Lahore, October 01, 2021 (PPI-OT): The ratings reflect the regulated structure of Lalpir Power Limited (Lalpir Power) business; whereby revenues and cash flows are guaranteed by the sovereign government given adherence to agreed operational parameters. A risk of any decrease in efficiency factor against required benchmark would be borne by the Company itself given the fact, Lalpir Power is managing its operations and maintenance (O and M) in-house. Topline of the company, coupled with capacity utilization has slightly improved, owing to demand from power purchaser on account of better fuel prices. In August’2020, the Company and the Committee for Negotiation with IPPs formed by Government of Pakistan, executed a Memorandum of Understanding (MoU) converted to Master agreement on 12 February, 2021.

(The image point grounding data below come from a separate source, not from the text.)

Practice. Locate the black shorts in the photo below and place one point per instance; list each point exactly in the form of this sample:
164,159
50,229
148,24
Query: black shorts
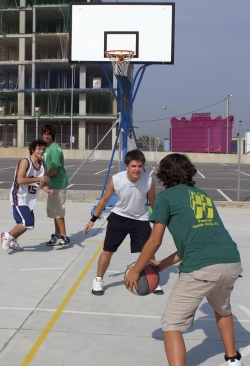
119,227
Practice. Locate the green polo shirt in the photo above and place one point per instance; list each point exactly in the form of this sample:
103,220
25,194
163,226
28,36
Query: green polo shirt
198,232
54,158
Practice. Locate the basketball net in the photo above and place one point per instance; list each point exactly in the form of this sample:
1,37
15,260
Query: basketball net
120,60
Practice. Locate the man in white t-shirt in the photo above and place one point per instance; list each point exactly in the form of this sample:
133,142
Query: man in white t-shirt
129,214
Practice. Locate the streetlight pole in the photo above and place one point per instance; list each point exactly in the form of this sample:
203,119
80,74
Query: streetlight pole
71,113
165,131
227,99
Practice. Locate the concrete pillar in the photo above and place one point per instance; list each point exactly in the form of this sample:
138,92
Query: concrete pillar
82,95
20,133
82,134
113,133
114,104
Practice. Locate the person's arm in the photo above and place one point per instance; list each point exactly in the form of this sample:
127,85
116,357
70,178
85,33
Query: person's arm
151,194
148,251
101,205
46,189
21,179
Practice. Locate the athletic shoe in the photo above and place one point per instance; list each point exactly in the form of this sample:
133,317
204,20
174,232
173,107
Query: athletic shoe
97,288
234,361
6,239
15,246
52,240
61,241
158,290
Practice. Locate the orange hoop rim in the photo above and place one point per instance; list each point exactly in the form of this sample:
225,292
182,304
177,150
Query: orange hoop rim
120,55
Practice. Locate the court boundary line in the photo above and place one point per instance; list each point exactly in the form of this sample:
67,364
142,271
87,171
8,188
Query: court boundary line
34,349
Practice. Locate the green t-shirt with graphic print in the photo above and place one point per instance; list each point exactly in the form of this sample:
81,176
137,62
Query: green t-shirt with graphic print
53,158
198,232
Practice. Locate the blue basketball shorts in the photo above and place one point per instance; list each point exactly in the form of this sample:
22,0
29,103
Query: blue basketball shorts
23,215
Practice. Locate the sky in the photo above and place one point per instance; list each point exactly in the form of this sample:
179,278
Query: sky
211,61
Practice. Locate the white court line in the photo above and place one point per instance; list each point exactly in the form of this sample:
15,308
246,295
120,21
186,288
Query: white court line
37,269
201,174
104,170
111,314
8,168
224,195
243,173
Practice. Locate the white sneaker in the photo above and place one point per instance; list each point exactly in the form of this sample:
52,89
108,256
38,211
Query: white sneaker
15,246
158,290
235,361
6,239
97,288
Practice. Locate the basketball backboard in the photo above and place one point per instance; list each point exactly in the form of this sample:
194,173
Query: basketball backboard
147,29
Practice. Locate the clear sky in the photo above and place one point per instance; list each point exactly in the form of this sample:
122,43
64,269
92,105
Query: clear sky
212,60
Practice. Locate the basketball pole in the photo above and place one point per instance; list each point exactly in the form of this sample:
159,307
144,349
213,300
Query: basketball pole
126,122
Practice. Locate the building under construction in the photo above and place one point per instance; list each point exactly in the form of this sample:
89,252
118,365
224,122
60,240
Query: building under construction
38,84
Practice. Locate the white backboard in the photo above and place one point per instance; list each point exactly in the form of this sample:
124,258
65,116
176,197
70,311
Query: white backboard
145,28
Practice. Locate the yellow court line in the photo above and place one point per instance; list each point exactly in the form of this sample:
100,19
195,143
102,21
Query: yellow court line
59,311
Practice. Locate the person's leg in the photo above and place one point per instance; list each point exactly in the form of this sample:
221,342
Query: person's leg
226,329
175,348
18,230
103,263
60,226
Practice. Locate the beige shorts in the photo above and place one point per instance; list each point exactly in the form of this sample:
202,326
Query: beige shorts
214,282
56,204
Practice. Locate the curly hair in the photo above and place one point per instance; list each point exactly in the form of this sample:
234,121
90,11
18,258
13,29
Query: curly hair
176,169
134,155
34,144
50,129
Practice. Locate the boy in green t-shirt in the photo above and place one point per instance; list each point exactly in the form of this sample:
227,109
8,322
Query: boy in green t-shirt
210,261
54,162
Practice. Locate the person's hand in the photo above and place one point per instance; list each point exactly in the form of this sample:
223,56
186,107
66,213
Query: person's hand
88,227
157,264
44,178
131,278
51,193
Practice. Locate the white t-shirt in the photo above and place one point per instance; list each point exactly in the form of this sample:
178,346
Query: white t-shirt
26,194
131,196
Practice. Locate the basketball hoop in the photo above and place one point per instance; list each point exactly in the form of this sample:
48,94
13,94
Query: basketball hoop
120,60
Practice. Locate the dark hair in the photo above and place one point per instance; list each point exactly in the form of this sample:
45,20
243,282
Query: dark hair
134,155
49,128
176,169
34,144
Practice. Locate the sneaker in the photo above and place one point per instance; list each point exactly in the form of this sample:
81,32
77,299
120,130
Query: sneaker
97,288
158,290
61,241
6,238
234,361
52,240
15,246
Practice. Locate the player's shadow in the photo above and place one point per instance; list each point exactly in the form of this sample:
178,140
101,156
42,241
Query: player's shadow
203,351
75,239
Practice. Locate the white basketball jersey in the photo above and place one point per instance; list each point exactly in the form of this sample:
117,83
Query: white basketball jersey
26,194
131,196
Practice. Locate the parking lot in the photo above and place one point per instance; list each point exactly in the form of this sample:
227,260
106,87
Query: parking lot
220,181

In accordance with the Master Agreement, the Company has agreed on 11% reduction in capacity payments and variable O and M, among other clauses. As a result of the revision in agreement with CPPA-G, the Company’s profitability indicators will be slightly lower going forward, albeit are considered to be adequate. However, in line with the agreement, the issue of long outstanding receivables has been assuaged and the Company has received 40% of its receivables (PKR 6.193bln) in 1HCY21, remaining 60% amounting to PKR.9,290mln is expected in December 2021.
The profitability of the Company during 1HCY21 has decreased due to non-issuance of Capacity Purchase Price invoice for the period starting from 26-03-21 to 30-06-21, pursuant to PPA Amendment signed on April 20th, 2021. Under this PPA Amendment Agreement, amongst resolution of disputes, Term of the PPA has been extended by 248 days. During this extended period the Company will issue Energy Purchase Price invoices only and accordingly Liquidated Damages imposed on the Company have been waived by the CPPA-G. The Company would start issuing Capacity Purchase Price invoices from 28th November 2021 onwards.
Moreover, The Company is entitled to send CPP invoices for these 248 days after completion of remaining seven years of the PPA term, at the indexation applicable for seventh year. The long term project debt was completely paid off in 2010; thus, company’s debt position mainly reflects current borrowings secured to bridge the working capital requirements and maintenance of projects. Upholding operational performance in line with agreed performance levels would remain a key rating driver. Further timely payment from the Power purchaser as per agreement remained imperative.